Storing webpages in DT

I have looked over the past weeks into the option on how to store web content in DT. They all have their merit but they also are not working on all or most webpages.

I tested webarchive and the pdf options for different webpages.

I found a way which works for me that is to use Firefox with the FireShot extension. This extension takes images of webpages while scrolling through the text. Combines the images into one pdf and stores it in a local folder. I then import the pdf into DTPO and OCR the image pdf into a PDF and Text file. I know it is a bit long winded to convert text into an image and then back into text. But the benefit is that it works on all webpages I have encountered so far.

My question / feature request would be:
Add the feature of photographing webpages into DT. This would future proof getting web content into DT.

Happy to hear your thoughts.

As stated in a different post, I really love this product and I am impressed with all the features it offers.

What is the issue with clipping directly to PDF with our browser extension?

For some of the webpages content is missing. I assume these are JavaScript issues. For some webpages I have to scroll through before I can clip them to make sure all images are loaded. It also happens that banners are showing on clipped pages which were not visible at the time of clipping.

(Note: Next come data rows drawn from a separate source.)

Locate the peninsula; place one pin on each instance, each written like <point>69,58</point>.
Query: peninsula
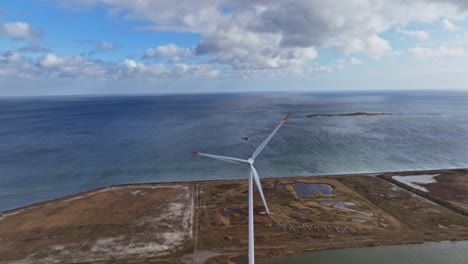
<point>348,114</point>
<point>206,222</point>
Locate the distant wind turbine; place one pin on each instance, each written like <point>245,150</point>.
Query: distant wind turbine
<point>253,176</point>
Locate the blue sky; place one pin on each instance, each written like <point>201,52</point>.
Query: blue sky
<point>127,47</point>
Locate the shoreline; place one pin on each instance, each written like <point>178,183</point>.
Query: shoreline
<point>207,219</point>
<point>372,174</point>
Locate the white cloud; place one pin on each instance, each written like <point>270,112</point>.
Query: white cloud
<point>449,25</point>
<point>170,51</point>
<point>441,52</point>
<point>354,61</point>
<point>255,34</point>
<point>13,64</point>
<point>18,31</point>
<point>106,46</point>
<point>417,34</point>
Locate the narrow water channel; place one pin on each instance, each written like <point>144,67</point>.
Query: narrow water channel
<point>427,253</point>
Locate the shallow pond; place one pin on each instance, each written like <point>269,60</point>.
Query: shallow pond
<point>309,189</point>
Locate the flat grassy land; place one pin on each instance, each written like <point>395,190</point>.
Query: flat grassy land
<point>206,222</point>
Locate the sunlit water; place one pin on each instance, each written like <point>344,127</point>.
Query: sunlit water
<point>427,253</point>
<point>55,146</point>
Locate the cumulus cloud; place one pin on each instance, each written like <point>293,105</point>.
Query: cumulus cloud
<point>254,34</point>
<point>106,46</point>
<point>18,31</point>
<point>417,34</point>
<point>170,51</point>
<point>258,37</point>
<point>14,64</point>
<point>448,25</point>
<point>440,52</point>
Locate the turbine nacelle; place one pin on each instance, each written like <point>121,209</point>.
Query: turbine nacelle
<point>253,177</point>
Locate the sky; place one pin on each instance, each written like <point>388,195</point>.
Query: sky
<point>61,47</point>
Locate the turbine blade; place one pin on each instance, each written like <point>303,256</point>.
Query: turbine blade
<point>251,221</point>
<point>265,142</point>
<point>259,187</point>
<point>223,158</point>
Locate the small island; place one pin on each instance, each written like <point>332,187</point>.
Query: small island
<point>348,114</point>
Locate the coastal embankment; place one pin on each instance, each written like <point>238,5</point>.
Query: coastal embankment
<point>206,221</point>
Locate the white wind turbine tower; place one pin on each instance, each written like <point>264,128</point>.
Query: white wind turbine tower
<point>253,176</point>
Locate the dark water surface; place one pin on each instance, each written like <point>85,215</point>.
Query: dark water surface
<point>427,253</point>
<point>55,146</point>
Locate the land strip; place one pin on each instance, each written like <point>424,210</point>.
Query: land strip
<point>206,221</point>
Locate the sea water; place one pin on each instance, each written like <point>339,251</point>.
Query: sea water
<point>56,146</point>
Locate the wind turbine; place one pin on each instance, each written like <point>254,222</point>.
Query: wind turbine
<point>252,177</point>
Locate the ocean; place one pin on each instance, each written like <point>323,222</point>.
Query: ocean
<point>56,146</point>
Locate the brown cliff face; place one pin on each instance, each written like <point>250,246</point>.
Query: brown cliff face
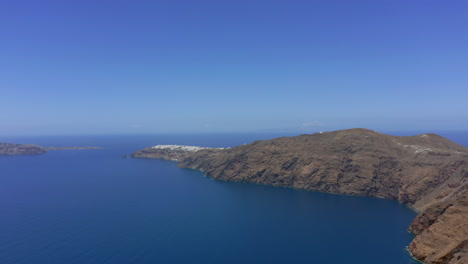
<point>427,172</point>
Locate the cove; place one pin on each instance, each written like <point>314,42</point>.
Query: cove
<point>93,206</point>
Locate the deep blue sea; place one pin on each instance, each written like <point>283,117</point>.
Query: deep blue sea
<point>93,206</point>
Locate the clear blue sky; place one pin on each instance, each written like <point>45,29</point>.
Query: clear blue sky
<point>94,67</point>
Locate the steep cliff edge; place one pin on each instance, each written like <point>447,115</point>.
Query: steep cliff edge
<point>427,172</point>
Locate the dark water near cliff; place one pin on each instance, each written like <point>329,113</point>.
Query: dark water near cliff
<point>92,206</point>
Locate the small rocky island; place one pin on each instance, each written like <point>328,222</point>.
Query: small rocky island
<point>28,149</point>
<point>427,172</point>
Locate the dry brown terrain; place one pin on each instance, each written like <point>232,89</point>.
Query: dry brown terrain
<point>427,172</point>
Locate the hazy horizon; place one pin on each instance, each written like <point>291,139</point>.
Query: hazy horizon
<point>125,67</point>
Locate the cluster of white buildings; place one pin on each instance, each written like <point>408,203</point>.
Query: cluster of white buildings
<point>181,147</point>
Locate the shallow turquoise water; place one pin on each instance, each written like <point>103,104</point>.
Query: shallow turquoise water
<point>92,206</point>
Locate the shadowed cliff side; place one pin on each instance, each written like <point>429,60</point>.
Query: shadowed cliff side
<point>423,171</point>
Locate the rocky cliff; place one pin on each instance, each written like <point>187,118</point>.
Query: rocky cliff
<point>426,172</point>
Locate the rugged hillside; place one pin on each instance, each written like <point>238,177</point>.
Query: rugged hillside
<point>423,171</point>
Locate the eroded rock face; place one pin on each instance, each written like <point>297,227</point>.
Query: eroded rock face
<point>422,171</point>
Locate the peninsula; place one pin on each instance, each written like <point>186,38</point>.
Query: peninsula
<point>28,149</point>
<point>427,172</point>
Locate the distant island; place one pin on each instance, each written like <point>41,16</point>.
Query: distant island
<point>29,149</point>
<point>427,172</point>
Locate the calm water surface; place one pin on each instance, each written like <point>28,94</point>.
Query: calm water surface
<point>93,206</point>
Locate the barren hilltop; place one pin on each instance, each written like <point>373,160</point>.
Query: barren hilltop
<point>427,172</point>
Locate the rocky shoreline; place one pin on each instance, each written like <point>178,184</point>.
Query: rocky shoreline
<point>427,172</point>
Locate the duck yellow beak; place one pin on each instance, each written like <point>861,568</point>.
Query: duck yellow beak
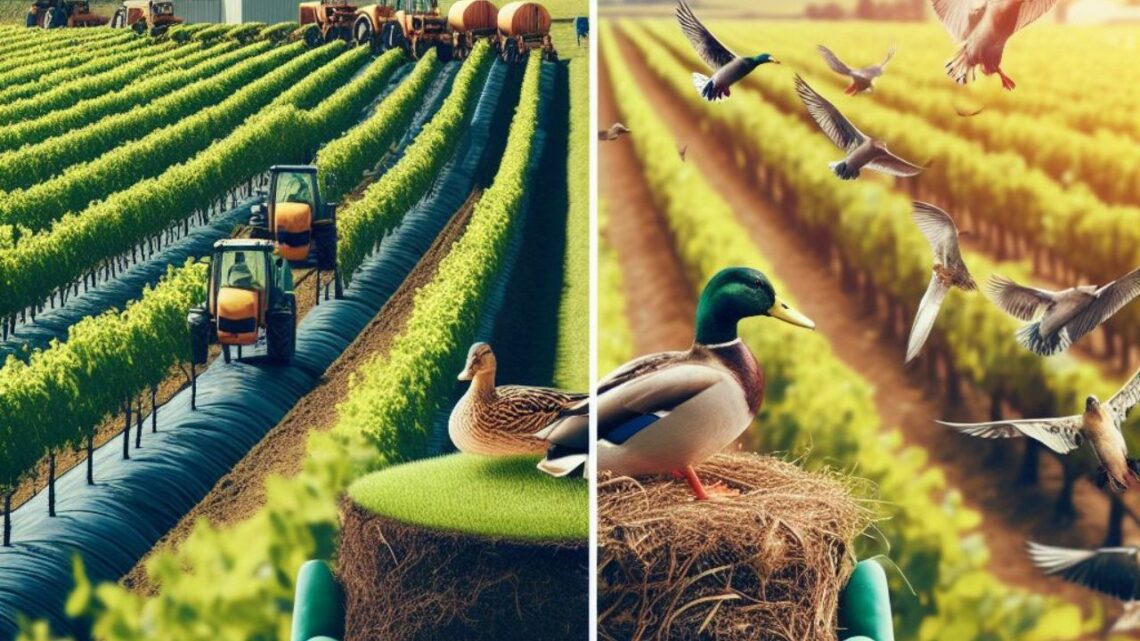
<point>781,310</point>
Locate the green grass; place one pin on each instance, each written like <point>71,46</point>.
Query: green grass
<point>498,497</point>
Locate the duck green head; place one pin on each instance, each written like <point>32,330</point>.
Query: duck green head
<point>735,293</point>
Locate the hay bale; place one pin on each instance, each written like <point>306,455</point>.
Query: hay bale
<point>465,548</point>
<point>767,565</point>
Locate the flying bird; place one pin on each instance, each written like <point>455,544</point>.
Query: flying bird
<point>949,270</point>
<point>862,151</point>
<point>862,79</point>
<point>613,132</point>
<point>1100,423</point>
<point>499,421</point>
<point>1114,571</point>
<point>670,411</point>
<point>982,27</point>
<point>1066,316</point>
<point>727,67</point>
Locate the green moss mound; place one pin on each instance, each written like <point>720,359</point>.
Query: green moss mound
<point>497,497</point>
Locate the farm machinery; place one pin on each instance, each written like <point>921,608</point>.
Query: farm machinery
<point>155,16</point>
<point>54,14</point>
<point>249,298</point>
<point>333,19</point>
<point>413,25</point>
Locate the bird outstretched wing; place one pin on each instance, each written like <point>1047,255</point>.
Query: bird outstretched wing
<point>1019,301</point>
<point>1109,300</point>
<point>1108,570</point>
<point>1031,10</point>
<point>1124,400</point>
<point>840,130</point>
<point>959,16</point>
<point>1059,435</point>
<point>833,61</point>
<point>711,50</point>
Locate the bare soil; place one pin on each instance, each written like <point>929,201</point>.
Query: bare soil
<point>241,493</point>
<point>1011,513</point>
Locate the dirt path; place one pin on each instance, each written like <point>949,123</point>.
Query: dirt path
<point>1011,514</point>
<point>241,493</point>
<point>660,301</point>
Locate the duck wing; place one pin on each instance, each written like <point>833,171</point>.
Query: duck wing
<point>926,316</point>
<point>833,61</point>
<point>890,164</point>
<point>1108,570</point>
<point>711,50</point>
<point>1031,10</point>
<point>960,16</point>
<point>1059,435</point>
<point>626,410</point>
<point>1124,400</point>
<point>1108,301</point>
<point>1019,301</point>
<point>840,130</point>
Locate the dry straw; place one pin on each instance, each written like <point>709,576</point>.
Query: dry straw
<point>766,565</point>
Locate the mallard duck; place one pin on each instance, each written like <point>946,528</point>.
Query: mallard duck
<point>613,132</point>
<point>727,67</point>
<point>1114,571</point>
<point>982,27</point>
<point>1100,423</point>
<point>1066,316</point>
<point>949,272</point>
<point>668,412</point>
<point>498,421</point>
<point>862,79</point>
<point>862,149</point>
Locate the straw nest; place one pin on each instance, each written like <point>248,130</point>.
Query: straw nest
<point>766,565</point>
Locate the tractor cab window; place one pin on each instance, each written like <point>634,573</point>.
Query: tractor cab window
<point>296,187</point>
<point>243,269</point>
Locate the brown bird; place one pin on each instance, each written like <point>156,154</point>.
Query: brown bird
<point>982,27</point>
<point>613,132</point>
<point>949,272</point>
<point>862,79</point>
<point>862,151</point>
<point>498,421</point>
<point>1100,423</point>
<point>1066,316</point>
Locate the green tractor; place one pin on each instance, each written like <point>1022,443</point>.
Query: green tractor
<point>250,299</point>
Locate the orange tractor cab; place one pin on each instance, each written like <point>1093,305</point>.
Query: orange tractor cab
<point>524,26</point>
<point>54,14</point>
<point>249,299</point>
<point>413,25</point>
<point>155,16</point>
<point>333,19</point>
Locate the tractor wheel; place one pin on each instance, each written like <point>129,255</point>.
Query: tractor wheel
<point>281,335</point>
<point>363,31</point>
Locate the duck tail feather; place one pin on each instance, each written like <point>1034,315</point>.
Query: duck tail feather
<point>1043,345</point>
<point>958,69</point>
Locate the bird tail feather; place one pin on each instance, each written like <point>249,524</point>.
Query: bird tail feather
<point>959,69</point>
<point>1043,345</point>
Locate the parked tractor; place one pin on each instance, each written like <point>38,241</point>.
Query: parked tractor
<point>413,25</point>
<point>54,14</point>
<point>333,19</point>
<point>523,26</point>
<point>472,21</point>
<point>153,16</point>
<point>249,299</point>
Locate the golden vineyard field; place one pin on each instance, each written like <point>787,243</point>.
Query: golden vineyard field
<point>1047,179</point>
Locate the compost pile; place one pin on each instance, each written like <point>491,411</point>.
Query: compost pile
<point>766,565</point>
<point>408,583</point>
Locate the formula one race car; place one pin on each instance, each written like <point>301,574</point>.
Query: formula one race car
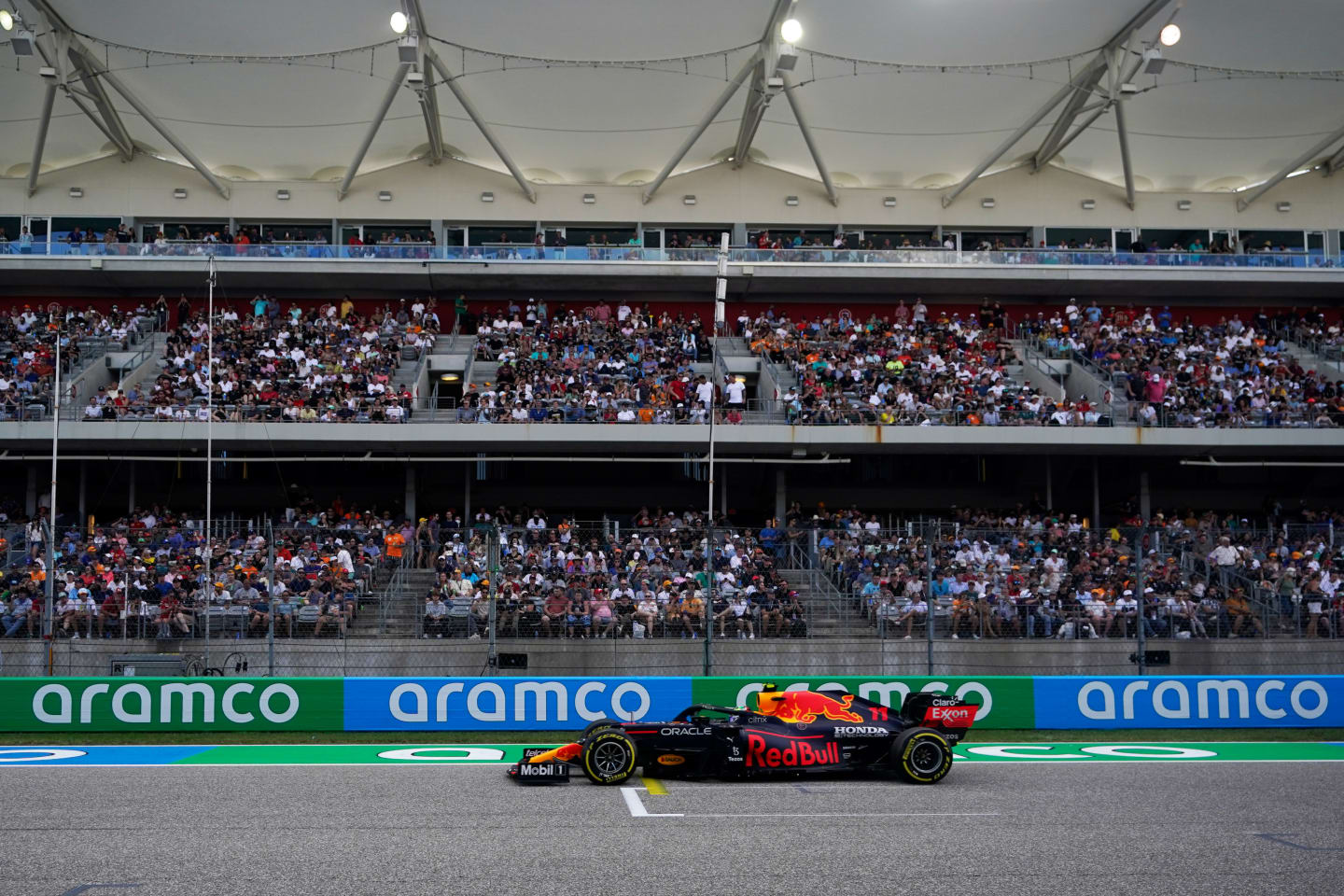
<point>790,731</point>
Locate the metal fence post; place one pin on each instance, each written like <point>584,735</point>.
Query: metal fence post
<point>271,599</point>
<point>929,599</point>
<point>1141,641</point>
<point>494,562</point>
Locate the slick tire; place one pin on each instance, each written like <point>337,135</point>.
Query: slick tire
<point>921,757</point>
<point>598,725</point>
<point>608,757</point>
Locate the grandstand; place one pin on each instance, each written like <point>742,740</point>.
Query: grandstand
<point>477,371</point>
<point>280,357</point>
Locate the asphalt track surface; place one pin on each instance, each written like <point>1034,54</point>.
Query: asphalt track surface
<point>412,831</point>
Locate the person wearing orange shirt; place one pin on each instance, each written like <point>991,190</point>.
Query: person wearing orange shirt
<point>393,547</point>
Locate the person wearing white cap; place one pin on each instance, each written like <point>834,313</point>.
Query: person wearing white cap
<point>1127,611</point>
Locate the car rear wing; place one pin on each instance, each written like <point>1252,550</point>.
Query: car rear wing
<point>944,712</point>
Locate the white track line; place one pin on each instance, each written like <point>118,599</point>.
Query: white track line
<point>849,814</point>
<point>636,805</point>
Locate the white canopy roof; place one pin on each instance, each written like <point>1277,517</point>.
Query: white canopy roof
<point>1218,117</point>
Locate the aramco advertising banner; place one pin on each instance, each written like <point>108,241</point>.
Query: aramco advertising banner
<point>1190,702</point>
<point>507,703</point>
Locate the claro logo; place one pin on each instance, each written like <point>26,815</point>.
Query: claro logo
<point>1170,699</point>
<point>525,702</point>
<point>136,704</point>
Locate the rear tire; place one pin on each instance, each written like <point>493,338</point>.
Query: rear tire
<point>921,757</point>
<point>609,757</point>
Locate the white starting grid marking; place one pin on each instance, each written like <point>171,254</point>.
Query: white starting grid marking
<point>638,810</point>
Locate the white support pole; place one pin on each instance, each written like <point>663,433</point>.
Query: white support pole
<point>469,107</point>
<point>1008,143</point>
<point>705,122</point>
<point>1297,164</point>
<point>162,132</point>
<point>372,129</point>
<point>1124,155</point>
<point>791,91</point>
<point>40,144</point>
<point>1337,162</point>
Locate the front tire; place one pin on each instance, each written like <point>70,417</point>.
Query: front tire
<point>921,757</point>
<point>609,757</point>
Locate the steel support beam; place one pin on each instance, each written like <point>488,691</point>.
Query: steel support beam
<point>1305,159</point>
<point>1124,155</point>
<point>162,132</point>
<point>1084,83</point>
<point>1092,77</point>
<point>1007,144</point>
<point>760,95</point>
<point>469,107</point>
<point>427,93</point>
<point>791,91</point>
<point>48,101</point>
<point>1335,162</point>
<point>385,104</point>
<point>429,107</point>
<point>758,100</point>
<point>121,137</point>
<point>705,122</point>
<point>70,49</point>
<point>1087,122</point>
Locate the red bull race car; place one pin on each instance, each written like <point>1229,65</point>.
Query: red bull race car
<point>788,733</point>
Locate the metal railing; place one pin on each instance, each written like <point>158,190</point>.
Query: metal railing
<point>693,254</point>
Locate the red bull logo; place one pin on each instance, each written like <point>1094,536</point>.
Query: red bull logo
<point>805,706</point>
<point>799,754</point>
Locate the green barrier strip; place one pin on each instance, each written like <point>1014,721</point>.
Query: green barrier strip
<point>507,754</point>
<point>1065,752</point>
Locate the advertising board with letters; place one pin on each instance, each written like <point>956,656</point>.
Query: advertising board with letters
<point>1190,702</point>
<point>507,703</point>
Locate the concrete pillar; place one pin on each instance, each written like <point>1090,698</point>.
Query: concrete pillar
<point>30,498</point>
<point>1096,495</point>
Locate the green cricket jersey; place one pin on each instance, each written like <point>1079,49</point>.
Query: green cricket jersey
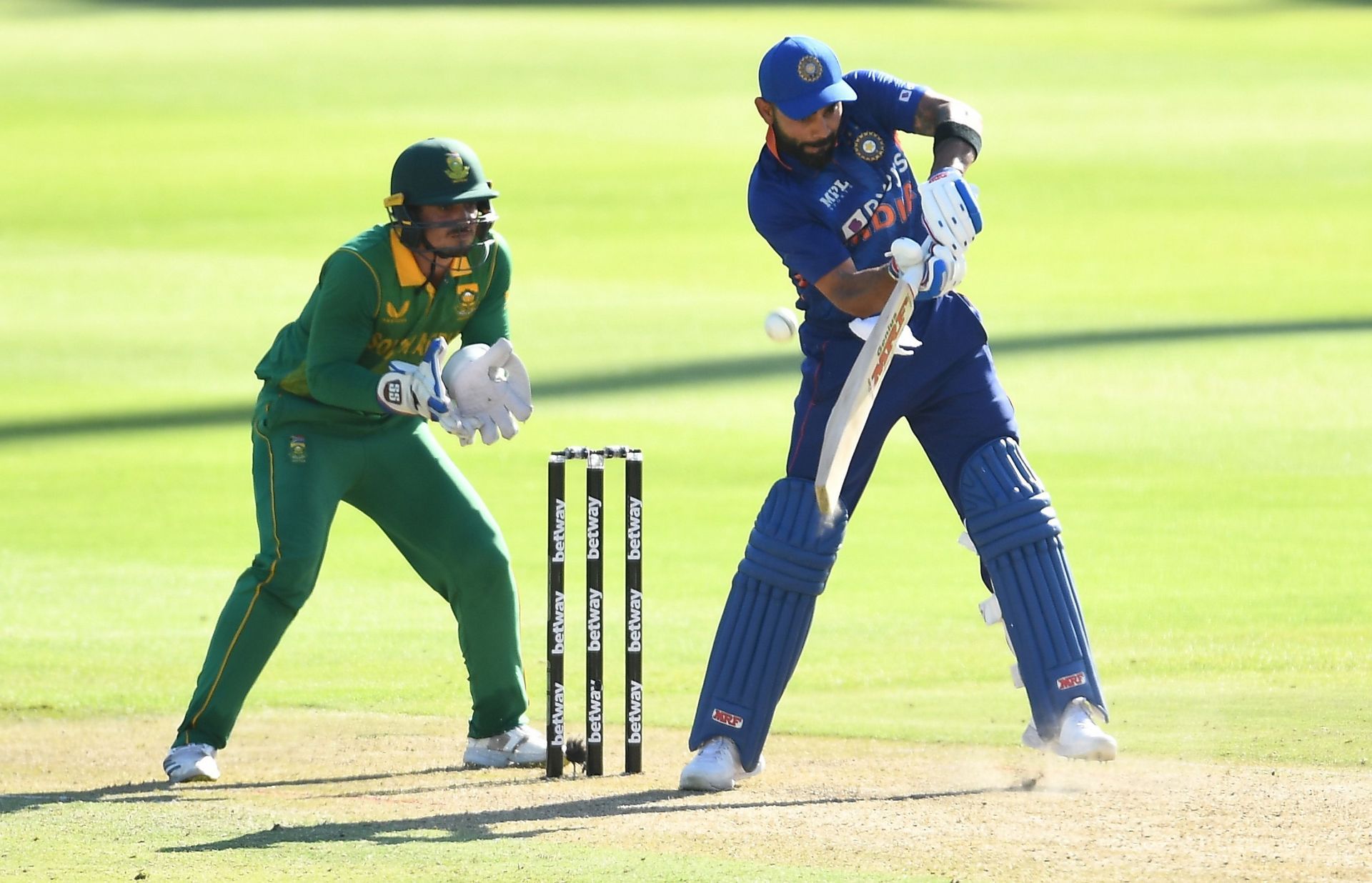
<point>374,305</point>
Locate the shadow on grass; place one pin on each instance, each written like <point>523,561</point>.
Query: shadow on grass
<point>161,792</point>
<point>692,373</point>
<point>478,826</point>
<point>267,4</point>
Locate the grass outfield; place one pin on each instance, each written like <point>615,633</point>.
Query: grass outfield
<point>1173,266</point>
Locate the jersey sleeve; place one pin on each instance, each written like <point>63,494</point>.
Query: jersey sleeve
<point>890,101</point>
<point>492,320</point>
<point>344,317</point>
<point>805,244</point>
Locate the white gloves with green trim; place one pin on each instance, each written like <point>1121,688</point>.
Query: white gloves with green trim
<point>489,387</point>
<point>419,390</point>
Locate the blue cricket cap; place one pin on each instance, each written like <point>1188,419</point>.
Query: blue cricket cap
<point>800,74</point>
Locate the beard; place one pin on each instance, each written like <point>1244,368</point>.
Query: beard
<point>812,154</point>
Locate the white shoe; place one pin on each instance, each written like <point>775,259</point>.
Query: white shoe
<point>1079,737</point>
<point>717,767</point>
<point>191,763</point>
<point>522,747</point>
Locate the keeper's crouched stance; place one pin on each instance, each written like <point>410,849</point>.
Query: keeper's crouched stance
<point>349,389</point>
<point>832,144</point>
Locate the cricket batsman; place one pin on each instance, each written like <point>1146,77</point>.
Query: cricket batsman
<point>347,390</point>
<point>839,201</point>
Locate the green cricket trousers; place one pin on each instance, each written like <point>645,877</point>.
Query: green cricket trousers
<point>307,458</point>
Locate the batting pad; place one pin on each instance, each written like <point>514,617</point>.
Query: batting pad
<point>767,617</point>
<point>1017,534</point>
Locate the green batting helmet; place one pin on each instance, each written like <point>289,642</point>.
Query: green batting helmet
<point>439,171</point>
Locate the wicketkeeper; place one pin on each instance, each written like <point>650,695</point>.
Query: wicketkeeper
<point>347,391</point>
<point>837,199</point>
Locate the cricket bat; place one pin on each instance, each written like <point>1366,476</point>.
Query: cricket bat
<point>855,401</point>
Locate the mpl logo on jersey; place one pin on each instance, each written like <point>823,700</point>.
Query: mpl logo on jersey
<point>895,202</point>
<point>720,716</point>
<point>835,194</point>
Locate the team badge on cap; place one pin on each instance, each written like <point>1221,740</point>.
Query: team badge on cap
<point>870,147</point>
<point>456,170</point>
<point>810,69</point>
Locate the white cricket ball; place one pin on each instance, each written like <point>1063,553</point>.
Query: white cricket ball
<point>781,324</point>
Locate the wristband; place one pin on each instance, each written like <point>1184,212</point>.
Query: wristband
<point>950,129</point>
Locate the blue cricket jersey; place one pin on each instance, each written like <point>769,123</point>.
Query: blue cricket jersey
<point>866,198</point>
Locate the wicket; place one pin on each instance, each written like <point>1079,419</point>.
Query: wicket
<point>595,607</point>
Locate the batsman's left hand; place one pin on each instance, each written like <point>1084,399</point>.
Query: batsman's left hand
<point>950,210</point>
<point>490,390</point>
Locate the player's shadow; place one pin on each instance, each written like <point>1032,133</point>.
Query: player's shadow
<point>161,793</point>
<point>548,819</point>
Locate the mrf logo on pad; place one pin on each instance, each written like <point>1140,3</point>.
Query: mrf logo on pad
<point>1072,680</point>
<point>726,719</point>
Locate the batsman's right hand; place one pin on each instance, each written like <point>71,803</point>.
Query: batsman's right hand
<point>940,274</point>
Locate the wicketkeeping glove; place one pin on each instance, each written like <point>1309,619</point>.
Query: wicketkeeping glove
<point>489,386</point>
<point>950,210</point>
<point>419,390</point>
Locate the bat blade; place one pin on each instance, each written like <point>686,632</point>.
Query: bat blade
<point>850,414</point>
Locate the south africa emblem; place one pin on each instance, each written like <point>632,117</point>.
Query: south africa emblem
<point>870,147</point>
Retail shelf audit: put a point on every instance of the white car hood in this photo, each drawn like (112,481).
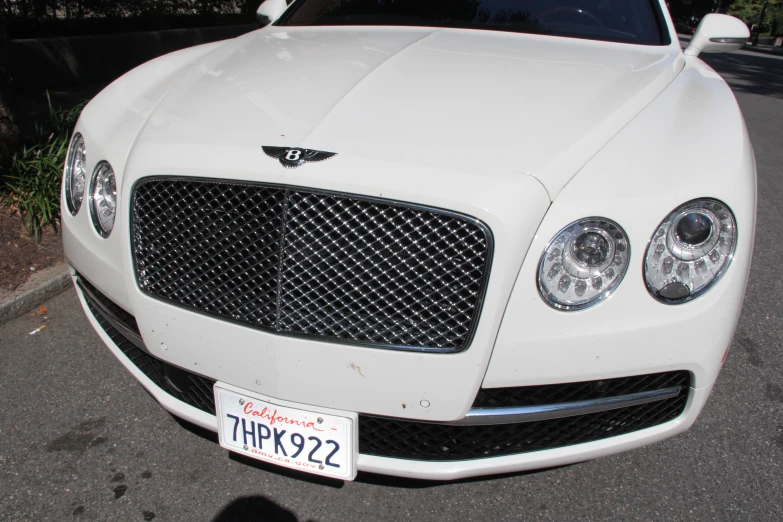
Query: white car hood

As I said, I have a work around these issues with the FireShot option. The post was meant to show a way to clip webpages without the above issues.

Thanks for replying to my post.

What you described is perfectly normal nowadays: images are lazy-loaded to save time and get good points with Google.

I would still suggest that you find another way to clip content: taking a screen shot and them OCRing it is not the most reliable way to capture text (Iā€™m wondering how that works with multi-column pages, BTW). There should be browser-specific plugins available that extract the text with JavaScript, for example.

1 Like

Thanks you are right that text to image and OCR it back is not wonderful. But I had that already stated in my post. This solution is working for me.

The post is meant as an idea / feature request.